Datasets¶
The costcla.datasets
module includes utilities to load datasets,
including methods to load and fetch popular reference datasets. It also
features some artificial data generators.
-
costcla.datasets.
load_bankmarketing
(cost_mat_parameters=None)[source]¶ Load and return the bank marketing dataset (classification).
The bank marketing is a easily transformable example-dependent cost-sensitive classification dataset.
Parameters: cost_mat_parameters : Dictionary-like object, optional (default=None)
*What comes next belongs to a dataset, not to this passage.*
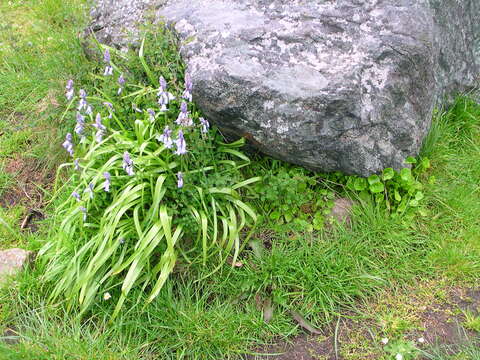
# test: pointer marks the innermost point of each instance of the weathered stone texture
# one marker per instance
(12, 261)
(331, 85)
If not None, must include ‘per_balance’, ‘ca’, and ‘int_r’
Returns: data : Bunch
Dictionary-like object, the interesting attributes are: ‘data’, the data to learn, ‘target’, the classification labels, ‘cost_mat’, the cost matrix of each example, ‘target_names’, the meaning of the labels, ‘feature_names’, the meaning of the features, and ‘DESCR’, the full description of the dataset.
References
[R8] A. Correa Bahnsen, A. Stojanovic, D.Aouada, B, Ottersten, “Improving Credit Card Fraud Detection with Calibrated Probabilities”, in Proceedings of the fourteenth SIAM International Conference on Data Mining, 677-685, 2014. Examples
Let’s say you are interested in the samples 10, 25, and 50
>>> from costcla.datasets import load_bankmarketing >>> data = load_bankmarketing() >>> data.target[[10, 25, 319]] array([0, 0, 1]) >>> data.cost_mat[[10, 25, 319]] array([[ 1. , 1.66274977, 1. , 0. ], [ 1. , 1.63195811, 1. , 0. ], [ 1. , 5.11141597, 1. , 0. ]])
-
costcla.datasets.
load_creditscoring1
(cost_mat_parameters=None)[source]¶ Load and return the credit scoring Kaggle Credit competition dataset (classification).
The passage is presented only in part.